Unfortunately, that theory has been discounted. I was standing outside it last night, just about to unlock and open the door when I heard it shut down.

It is also out of warranty, albeit not long, but the earliest I can get it into a Truma agent is 8 weeks.

Brownhills is the dealer and despite their promises they will not accept warranty on vehicles sold before the MBO.

Gerry


----------



## lgbzone (Oct 8, 2008)

GerryD said:


> Thanks to everyone for their suggestions. I have I believe discounted blockage or even partial blockage of the gas system. Reason for this that I can turn on all the burners on the hob, and the oven, then the heater and then the boiler and still the flames are just as strong as when the van was new.
> I have had the boiler running for several hours sometimes and then it shuts down, red LED comes on.
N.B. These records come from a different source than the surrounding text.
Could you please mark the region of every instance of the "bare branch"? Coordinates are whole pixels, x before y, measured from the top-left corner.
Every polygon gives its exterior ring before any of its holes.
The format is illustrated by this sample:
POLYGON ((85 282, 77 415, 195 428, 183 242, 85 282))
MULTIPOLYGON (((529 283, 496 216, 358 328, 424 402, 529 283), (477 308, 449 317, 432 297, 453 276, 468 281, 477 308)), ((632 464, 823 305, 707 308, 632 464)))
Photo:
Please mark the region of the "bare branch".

Seems more reliable when on lower heat setting. Also seems to shut down when there is a demand for more heat to maintain the temperature.
> Gerry


Hi Gerry

Mines a different model, a 2006 ultrastore rapid, i checked the fault finding section for gas operation, it states the following which may help;

symptom
heater operates for a prolonged time and then the red lamp lights up.

cause
over temperature thermostat operated

remidy
check water content, refill if required (close drain valve). to unlock, switch off appliance, wait 5 minutes and switch on again.

also states

symptom
when switching on, the heater does not operate and the red lamp lights up after approx 30 seconds

cause
cowl cover fitted, air in gas supply, no gas supply, incorrect gas pressure.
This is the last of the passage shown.